My love of DIY knows no bounds. I feel I must try everything once, and if it calls to me, I keep it in my rotations.

Apple picking is a yearly tradition for me and sometimes my family. The main thing I make is applesauce. I’ve been reading so many blogs and fermentation books, and have come across homemade vinegar from apple scraps. Clearly, I had plenty of apple scraps so I stuck them in a clean glass jar.

I filled the jar with filtered water and mixed in approximately 2 – 3 Tablespoons of sugar. I placed this little diy linen hat I made for my sourdough or my ginger bug (not sure of its original intention) and have found plenty of other uses for since then.

I stirred the mixture every time I remembered, which was only about twice daily and saw it become a bit foamy and bubbly. I waited until it was no longer bubbly. Then I strained the mixture, which took a surprising amount of time, then bottled the liquid into my old apple cider vinegar bottle. How appropriate!

I still think I need to strain it again because there is quite a bit of debris in there. However, it does smell like vinegar so I think it worked! I’ll dilute it for my hair rinse in the shower.

Peace and love,


3 thoughts on “DIY Vinegar

  1. We use apple peels and cores left from apple sauce for pectin extract to add to peach or apricot for jam. It is probably better without the seeds in the cores, but oh well. It what we have. There are so many wasted apples from the abandoned orchard that vinegar would be a practical use for them, as well as the cores.

    Liked by 1 person

      1. It isn’t pretty. We simmer the peels and cores (or just peels if you have enough).
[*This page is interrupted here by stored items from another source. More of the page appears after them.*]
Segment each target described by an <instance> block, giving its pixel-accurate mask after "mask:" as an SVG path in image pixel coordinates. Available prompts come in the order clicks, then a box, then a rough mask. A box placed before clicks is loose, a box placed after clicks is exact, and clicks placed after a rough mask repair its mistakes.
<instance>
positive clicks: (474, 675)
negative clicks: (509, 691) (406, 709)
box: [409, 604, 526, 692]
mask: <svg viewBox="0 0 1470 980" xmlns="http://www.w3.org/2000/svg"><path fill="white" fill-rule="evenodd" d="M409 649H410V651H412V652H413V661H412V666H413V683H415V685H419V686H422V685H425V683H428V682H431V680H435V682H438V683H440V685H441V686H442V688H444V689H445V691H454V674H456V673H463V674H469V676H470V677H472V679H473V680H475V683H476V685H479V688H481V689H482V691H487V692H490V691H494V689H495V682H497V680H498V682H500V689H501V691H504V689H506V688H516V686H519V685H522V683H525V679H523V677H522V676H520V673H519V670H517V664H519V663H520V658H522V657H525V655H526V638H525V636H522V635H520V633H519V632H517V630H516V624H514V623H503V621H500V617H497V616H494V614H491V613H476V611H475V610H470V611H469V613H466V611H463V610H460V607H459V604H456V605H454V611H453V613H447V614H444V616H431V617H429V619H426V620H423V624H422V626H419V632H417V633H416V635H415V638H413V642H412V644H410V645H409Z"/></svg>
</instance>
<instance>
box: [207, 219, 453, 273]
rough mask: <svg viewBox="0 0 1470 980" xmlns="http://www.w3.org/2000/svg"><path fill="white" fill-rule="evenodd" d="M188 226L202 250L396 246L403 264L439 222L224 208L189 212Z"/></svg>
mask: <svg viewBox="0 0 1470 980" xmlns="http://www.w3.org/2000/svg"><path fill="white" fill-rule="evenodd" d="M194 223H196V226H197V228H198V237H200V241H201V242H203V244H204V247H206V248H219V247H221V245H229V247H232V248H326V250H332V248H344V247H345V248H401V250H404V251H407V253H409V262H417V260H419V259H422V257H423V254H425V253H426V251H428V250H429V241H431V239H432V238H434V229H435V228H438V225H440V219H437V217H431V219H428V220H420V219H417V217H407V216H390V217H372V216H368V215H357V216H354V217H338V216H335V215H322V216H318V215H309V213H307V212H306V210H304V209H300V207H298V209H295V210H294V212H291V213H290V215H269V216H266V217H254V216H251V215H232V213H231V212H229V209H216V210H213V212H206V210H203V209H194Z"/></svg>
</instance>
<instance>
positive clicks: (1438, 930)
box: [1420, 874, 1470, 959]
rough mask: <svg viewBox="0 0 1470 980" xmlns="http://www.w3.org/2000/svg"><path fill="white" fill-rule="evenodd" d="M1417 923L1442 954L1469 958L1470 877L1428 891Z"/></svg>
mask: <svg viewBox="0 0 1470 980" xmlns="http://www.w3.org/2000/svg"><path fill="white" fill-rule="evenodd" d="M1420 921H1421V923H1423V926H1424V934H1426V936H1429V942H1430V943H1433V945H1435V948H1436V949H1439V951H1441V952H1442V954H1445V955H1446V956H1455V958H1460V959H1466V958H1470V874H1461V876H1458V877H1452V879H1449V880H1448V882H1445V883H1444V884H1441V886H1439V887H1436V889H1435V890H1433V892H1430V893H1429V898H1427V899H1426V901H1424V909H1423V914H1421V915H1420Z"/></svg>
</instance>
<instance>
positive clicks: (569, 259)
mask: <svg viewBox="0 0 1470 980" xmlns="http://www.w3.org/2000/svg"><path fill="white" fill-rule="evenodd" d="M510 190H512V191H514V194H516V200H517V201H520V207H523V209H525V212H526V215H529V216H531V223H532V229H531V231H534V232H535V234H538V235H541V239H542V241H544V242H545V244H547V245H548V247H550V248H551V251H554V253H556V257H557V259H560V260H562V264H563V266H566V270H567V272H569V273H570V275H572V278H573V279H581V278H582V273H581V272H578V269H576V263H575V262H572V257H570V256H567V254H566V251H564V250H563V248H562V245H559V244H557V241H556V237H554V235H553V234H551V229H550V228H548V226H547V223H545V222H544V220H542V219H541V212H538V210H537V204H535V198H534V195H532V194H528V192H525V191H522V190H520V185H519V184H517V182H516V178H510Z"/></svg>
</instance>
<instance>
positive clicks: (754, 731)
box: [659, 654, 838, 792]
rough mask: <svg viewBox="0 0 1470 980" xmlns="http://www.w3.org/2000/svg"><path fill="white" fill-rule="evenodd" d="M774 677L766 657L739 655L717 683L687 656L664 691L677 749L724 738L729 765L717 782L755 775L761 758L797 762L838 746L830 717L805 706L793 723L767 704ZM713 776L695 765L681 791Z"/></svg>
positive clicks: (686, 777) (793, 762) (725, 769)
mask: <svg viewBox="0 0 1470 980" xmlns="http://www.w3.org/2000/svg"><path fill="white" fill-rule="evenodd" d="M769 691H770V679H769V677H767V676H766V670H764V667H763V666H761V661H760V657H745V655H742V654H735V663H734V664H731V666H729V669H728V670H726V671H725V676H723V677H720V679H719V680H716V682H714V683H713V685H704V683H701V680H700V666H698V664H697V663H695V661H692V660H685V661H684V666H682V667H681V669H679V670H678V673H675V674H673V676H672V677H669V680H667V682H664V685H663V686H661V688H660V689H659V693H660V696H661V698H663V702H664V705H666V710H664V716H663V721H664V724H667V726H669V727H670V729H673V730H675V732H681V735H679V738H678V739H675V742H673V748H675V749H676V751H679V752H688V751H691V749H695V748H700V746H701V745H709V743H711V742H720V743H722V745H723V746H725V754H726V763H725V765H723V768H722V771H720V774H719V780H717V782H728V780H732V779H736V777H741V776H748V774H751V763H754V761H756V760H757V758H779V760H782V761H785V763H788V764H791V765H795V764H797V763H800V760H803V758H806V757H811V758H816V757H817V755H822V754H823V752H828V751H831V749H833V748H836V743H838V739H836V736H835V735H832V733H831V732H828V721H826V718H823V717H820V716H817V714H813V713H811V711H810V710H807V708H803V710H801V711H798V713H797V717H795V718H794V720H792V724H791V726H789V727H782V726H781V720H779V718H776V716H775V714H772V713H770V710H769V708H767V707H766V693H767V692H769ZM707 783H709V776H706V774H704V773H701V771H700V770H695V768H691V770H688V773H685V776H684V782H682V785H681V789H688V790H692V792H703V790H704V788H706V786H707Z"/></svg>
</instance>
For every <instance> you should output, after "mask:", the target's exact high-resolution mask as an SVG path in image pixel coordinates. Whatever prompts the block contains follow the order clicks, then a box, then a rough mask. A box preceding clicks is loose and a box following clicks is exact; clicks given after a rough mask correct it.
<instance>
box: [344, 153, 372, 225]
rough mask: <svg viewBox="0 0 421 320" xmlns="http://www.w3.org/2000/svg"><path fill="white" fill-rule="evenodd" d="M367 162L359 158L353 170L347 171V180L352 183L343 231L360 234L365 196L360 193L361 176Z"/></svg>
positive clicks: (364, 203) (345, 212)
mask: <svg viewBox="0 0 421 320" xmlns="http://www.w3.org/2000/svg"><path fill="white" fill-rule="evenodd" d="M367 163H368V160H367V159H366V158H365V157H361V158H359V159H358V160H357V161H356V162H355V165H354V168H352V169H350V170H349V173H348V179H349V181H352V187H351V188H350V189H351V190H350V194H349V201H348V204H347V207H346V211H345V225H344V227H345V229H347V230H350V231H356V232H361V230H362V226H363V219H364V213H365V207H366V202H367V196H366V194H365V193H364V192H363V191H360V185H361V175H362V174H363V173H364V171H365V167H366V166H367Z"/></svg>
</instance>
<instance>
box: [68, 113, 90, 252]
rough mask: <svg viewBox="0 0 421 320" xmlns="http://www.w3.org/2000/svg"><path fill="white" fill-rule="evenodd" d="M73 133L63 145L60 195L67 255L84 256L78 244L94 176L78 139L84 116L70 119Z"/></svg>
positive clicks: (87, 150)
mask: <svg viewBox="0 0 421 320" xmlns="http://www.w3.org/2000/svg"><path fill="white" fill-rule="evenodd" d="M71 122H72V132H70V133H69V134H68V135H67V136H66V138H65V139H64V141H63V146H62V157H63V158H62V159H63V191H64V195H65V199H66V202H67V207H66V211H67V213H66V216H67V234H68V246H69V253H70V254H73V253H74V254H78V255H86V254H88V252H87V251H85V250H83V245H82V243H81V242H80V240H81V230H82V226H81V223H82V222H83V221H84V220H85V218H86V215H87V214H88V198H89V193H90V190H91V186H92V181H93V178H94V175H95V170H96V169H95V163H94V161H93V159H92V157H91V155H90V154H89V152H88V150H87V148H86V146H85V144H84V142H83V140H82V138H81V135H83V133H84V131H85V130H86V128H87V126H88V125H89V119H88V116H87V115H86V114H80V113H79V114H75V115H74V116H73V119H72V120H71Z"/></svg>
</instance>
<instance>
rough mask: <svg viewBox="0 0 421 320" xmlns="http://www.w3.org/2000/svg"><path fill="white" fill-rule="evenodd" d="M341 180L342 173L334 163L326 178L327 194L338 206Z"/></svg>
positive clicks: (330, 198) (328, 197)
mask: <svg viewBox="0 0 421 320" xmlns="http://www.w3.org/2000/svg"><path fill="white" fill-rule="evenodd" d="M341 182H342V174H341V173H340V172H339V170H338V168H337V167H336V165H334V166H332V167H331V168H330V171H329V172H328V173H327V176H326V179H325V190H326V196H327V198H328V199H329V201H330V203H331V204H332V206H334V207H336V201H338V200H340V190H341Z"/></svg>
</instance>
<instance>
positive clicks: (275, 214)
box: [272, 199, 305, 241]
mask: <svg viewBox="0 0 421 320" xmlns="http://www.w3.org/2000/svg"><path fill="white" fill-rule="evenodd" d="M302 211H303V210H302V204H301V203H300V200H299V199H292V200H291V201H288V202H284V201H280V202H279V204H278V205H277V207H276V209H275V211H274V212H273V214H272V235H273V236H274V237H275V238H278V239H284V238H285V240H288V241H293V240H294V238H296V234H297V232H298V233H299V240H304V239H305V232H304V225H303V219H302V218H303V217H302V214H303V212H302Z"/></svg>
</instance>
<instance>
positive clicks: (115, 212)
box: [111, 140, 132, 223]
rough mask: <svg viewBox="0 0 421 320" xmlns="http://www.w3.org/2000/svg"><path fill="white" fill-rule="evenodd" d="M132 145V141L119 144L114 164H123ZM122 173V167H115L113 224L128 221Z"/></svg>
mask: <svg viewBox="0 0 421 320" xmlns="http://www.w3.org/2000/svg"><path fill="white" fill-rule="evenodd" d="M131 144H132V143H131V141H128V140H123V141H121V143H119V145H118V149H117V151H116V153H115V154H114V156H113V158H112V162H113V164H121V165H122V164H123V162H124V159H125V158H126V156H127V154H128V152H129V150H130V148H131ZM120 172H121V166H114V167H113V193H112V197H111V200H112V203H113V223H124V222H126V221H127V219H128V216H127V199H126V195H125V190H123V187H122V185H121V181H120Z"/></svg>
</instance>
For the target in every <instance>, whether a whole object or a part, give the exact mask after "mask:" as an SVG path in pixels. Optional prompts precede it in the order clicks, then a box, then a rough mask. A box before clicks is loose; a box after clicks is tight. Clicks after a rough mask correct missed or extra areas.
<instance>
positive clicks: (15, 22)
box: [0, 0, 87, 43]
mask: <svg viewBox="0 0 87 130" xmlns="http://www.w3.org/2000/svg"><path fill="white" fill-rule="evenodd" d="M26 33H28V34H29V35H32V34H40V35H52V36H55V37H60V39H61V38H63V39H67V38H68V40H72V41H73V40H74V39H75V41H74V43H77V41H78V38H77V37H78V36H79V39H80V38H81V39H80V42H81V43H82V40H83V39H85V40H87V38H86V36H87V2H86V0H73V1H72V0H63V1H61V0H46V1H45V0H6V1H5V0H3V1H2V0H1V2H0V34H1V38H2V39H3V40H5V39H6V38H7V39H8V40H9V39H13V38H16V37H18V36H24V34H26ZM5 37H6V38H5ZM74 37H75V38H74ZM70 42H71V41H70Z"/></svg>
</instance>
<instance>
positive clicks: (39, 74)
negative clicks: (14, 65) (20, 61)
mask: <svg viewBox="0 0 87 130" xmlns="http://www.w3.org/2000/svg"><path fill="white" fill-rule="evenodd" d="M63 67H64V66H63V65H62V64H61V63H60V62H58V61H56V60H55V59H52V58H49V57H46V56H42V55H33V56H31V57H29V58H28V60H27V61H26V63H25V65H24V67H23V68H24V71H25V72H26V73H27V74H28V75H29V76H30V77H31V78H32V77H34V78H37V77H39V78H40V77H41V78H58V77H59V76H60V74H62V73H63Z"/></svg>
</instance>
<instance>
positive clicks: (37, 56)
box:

Most of the pectin is in the peels and cores anyway. After they are cooked, they get strained through a bag, as if making jelly. Then, the juice gets simmered to cook off some of the water. Eventually, it gets quite concentrated into a really unappealing transparent goo, sort of like what comes out of the pouches, but not as thick. We then can it in small four ounce jars, or half pint jars to be used the following spring and summer when the soft fruits ripen. It is probably better to add sugar, but then you need to keep track of how much sugar is in it when using it for recipes later. Crabapples and quince both have even more pectin in them, but they are also more flavorful. So, if added to apricot, it makes apricot and crabapple jam, or apricot and quince jam. I mean you can really taste the crabapple or quince. Besides, crabapples and quince are useful for other better things. I like to use the apple peels and cores because they are useless for anything else, and have less flavor to interfere with the apricots and peaches. I am sorry for the long reply.